In California, the median rate for a private room is $104,025. That’s up 4% from five years ago.
Then there’s the curveball of bargain-basement interest rates. Insurers depend on investment income for a major chunk of the revenue needed to pay claims, and those low rates knocked their bottom lines for a loop.
“Everything that could go wrong did go wrong,” said Jesse Slome, executive director of the American Assn. for Long-Term Care Insurance, a trade group.
As a result of all the missteps, many insurers left the business, he said, leaving only about a dozen providers of stand-alone long-term care coverage. The remaining players have struggled to pay policyholders’ claims. Prudential stopped offering new long-term care policies in 2012.
About 133,000 people who received long-term care insurance through the California Public Employees’ Retirement System have seen rates nearly double in the last couple of years. A lawsuit filed by retirees in 2013 was granted class-action status.
Studies have consistently shown that consumers seldom go to the trouble of opting out of corporate practices. This suggests Prudential’s change to an opt-out model will generate significantly more revenue for the company than the previous opt-in approach.
Day, the spokeswoman, declined to comment.
That’s not to say all long-term care insurance is a rip-off. As with any insurance product, you’re buying peace of mind and protecting yourself from possible misfortune.
Inflation adjustments will help maintain comprehensive coverage over time.
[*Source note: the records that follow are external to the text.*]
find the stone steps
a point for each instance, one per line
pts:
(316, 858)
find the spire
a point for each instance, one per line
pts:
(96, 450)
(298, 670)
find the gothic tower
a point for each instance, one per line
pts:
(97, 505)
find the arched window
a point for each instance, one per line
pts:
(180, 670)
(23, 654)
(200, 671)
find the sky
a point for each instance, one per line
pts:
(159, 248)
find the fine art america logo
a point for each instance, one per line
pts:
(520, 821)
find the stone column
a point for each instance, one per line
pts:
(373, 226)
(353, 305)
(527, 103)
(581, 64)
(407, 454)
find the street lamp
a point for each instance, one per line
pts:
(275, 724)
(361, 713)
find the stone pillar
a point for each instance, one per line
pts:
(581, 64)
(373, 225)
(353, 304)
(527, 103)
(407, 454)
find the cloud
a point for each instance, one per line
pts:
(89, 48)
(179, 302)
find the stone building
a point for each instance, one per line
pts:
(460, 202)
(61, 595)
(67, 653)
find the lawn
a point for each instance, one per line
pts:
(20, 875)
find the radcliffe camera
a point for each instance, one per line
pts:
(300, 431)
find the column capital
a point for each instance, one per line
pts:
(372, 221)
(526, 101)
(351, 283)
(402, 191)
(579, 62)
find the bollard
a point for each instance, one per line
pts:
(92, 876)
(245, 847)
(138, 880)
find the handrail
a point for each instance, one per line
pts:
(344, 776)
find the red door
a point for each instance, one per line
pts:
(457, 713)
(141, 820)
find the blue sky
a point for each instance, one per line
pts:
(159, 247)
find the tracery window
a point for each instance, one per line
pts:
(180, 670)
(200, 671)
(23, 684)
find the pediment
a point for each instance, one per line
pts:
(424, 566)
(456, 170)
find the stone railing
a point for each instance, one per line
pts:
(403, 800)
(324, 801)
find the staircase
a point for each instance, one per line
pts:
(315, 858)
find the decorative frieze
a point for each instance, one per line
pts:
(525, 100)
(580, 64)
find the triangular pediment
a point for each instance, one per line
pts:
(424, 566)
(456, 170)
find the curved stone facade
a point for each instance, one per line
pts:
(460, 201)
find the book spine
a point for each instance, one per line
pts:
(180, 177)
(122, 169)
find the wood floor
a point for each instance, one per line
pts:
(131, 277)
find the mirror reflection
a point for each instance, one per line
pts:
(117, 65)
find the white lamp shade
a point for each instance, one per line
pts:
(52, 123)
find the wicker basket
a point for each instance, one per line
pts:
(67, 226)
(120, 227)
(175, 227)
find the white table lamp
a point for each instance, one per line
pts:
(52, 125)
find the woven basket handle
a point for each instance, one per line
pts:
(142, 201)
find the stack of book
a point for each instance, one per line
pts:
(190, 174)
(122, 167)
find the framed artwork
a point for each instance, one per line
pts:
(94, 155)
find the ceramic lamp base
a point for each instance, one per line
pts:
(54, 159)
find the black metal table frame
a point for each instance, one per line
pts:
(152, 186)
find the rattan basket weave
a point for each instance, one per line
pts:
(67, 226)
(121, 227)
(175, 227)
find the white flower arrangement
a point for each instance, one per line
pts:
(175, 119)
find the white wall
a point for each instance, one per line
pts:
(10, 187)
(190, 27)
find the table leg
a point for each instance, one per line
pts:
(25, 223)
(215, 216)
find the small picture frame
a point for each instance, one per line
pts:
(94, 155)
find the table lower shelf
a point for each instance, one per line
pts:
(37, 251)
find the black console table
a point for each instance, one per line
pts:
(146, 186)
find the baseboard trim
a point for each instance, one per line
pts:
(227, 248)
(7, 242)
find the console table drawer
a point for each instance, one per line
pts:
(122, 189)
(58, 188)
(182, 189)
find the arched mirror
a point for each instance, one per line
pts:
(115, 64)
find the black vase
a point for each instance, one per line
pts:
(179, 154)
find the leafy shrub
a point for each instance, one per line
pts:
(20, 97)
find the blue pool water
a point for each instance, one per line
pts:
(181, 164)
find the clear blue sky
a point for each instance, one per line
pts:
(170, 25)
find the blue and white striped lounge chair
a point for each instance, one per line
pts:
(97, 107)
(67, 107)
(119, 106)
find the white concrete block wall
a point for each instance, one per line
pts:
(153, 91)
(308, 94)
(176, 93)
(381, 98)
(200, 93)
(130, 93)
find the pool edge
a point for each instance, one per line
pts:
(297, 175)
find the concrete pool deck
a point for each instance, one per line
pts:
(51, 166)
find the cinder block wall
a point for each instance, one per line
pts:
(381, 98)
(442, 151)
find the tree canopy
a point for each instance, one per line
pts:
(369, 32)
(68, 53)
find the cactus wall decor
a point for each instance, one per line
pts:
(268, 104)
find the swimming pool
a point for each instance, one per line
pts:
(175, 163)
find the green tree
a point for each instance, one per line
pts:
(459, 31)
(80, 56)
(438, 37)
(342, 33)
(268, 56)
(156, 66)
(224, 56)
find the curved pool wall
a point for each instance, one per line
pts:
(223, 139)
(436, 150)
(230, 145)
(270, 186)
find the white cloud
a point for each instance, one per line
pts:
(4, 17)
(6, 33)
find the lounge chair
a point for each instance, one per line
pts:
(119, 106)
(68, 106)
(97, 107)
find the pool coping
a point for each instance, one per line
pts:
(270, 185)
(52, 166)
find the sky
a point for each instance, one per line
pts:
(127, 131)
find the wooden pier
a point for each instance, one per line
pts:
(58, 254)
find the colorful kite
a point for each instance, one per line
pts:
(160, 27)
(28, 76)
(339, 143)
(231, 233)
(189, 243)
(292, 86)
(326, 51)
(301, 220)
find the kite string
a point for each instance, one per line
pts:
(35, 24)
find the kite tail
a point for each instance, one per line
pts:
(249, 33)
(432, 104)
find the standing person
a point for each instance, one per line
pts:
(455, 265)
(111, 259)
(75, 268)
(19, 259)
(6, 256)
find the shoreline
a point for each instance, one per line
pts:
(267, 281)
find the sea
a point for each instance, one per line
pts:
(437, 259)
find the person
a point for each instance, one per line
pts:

But that may be more than many people need.
The reality is that most people probably won’t need to keep increasing their insurance to keep up with rising nursing-home costs. In-home care, also covered by long-term care insurance, is a cheaper and, in most cases, more desirable alternative.
“Who wants to spend years in a nursing home?” Slome said. “You don’t need to cover yourself for that. You could instead have someone come to your home a couple of hours each morning and a couple of hours each afternoon.”
He recommends that people consider purchasing long-term care coverage when they reach their mid-50s. That will keep premiums relatively affordable and still allow you to pass the required health screening.
Also look into long-term care coverage as part of life insurance. A growing number of life insurers now offer it as an add-on benefit.
I told Slome about Prudential automatically jacking up Friscia’s rate unless he opted out. He crunched the numbers and was surprised by what he saw.
“They’re saying they’ll cover more than $130,000 a year in costs,” Slome said. “That seems really high.”
I mentioned the automatic 45% rate hike.
“That seems high too,” Slome said.
I can’t say this often enough: Read what companies send you. It’s usually just marketing stuff. But every so often, they’re going to try to slip something important past you.
And they’re hoping you won’t make a conscious decision to protect yourself.